No pico da epidemia, na Semana Epidemiológica 12, foram registradas 1.209 notificações, com 672 casos confirmados nas aldeias e no perímetro urbano. Até o momento, Dourados acumula 10.424 notificações de suspeitos, 5.180 casos confirmados, 5.197 descartados e 47 aguardando classificação, com taxa de positividade de 49,92% e taxa de ataque de 1,98%.
Na Reserva Indígena, foram registradas 3.190 notificações, 2.314 confirmadas, 871 descartadas e 5 em classificação. Desde o início da epidemia, 18 óbitos foram atribuídos à doença, sendo 11 entre indígenas das aldeias Bororó e Jaguapiru.
O boletim indica que a epidemia está controlada na Reserva Indígena, com apenas 3 notificações nas últimas três semanas e nenhuma confirmação.
O COE atribui a redução nas aldeias ao trabalho conjunto da Prefeitura, do Ministério da Saúde, da Secretaria Especial de Saúde Indígena e do Distrito Sanitário Especial Indígena (DSEI) de Mato Grosso do Sul.

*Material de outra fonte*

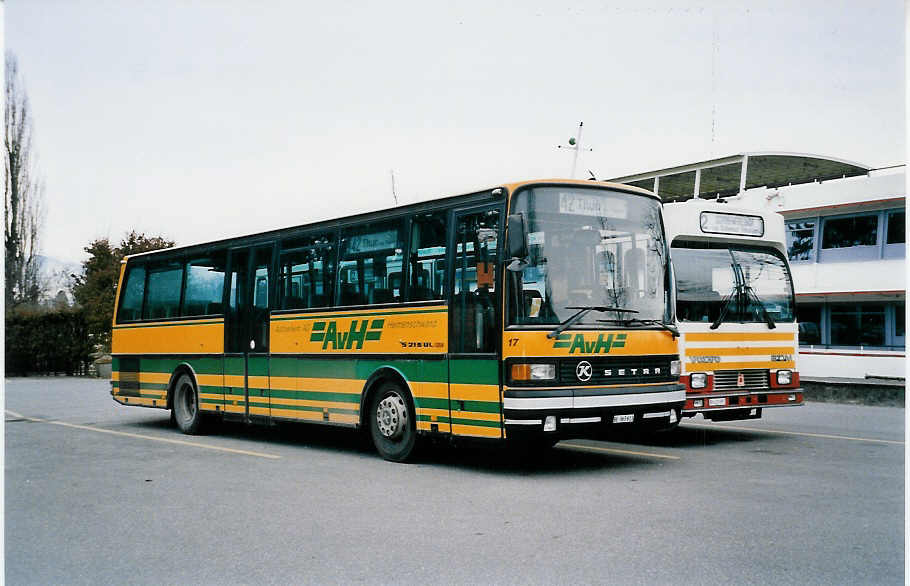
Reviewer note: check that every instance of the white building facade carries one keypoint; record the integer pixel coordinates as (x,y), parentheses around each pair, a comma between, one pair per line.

Márcio Figueiredo, coordenador‑geral do COE e secretário municipal de Saúde, alertou que, apesar da queda nas notificações, Dourados ainda vive situação epidêmica. “Não podemos baixar a guarda para o mosquito Aedes aegypti porque ele é traiçoeiro e, quando menos se espera, está de volta trazendo agravamentos de casos e superlotação da rede hospitalar”, disse.
Figueiredo destacou ainda a atuação dos agentes de combate a endemias, que realizam visitas domiciliares, aplicam multas e notificam. “A epidemia está recuando, mas precisamos manter a vigilância, eliminando pontos de água parada, sobretudo dentro das residências, mantendo o quintal limpo e evitando o descarte inadequado de lixo”, completou.